As technology management pros seek to bolster their BT [business technology] agenda, they will look for tools that can help better serve employees and deliver a better experience with corporate technology and the personal devices they interact with. This means that mobile management tools that recommend applications for employees, offer automation and self-service options, and allow tech management to roll out and integrate more services quickly will be much more compelling. ~ The Forrester Wave™: Enterprise Mobile Management, Q3 2014, p. 14

Replacing locally-housed computer servers, dedicated appliances, and software-based load balancing schemes with proven scalable cloud-based solutions ensures an even better employee experience. Load balancing with failover keeps internal services always on — leading to happy employees who can get their work done without interruption.

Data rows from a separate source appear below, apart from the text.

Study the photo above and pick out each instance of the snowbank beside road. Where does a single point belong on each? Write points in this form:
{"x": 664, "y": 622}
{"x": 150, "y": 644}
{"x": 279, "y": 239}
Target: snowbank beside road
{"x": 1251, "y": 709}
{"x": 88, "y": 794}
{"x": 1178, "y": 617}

Your “Always On” Solution to Customer Delight and Employee Happiness

Organizations of all types and sizes are recognizing the need to add load balancing to their mix of must-haves in order to capture, keep, process, and protect the vast amounts of data so freely flowing across the internet. Load balancing and failover is truly a small business’s always-on solution to uptime, availability, and global accessibility — resulting in happy customers and happy employees.

For peace of mind, look for providers that understand your industry, incorporate protection against hacks and intrusions, can help with disaster recovery, and offer an easy to use control panel for both configuration and monitoring your servers. Don’t forget: not just load balancing — true protection and “always-on” is achieved by load balancing that incorporates a failover strategy.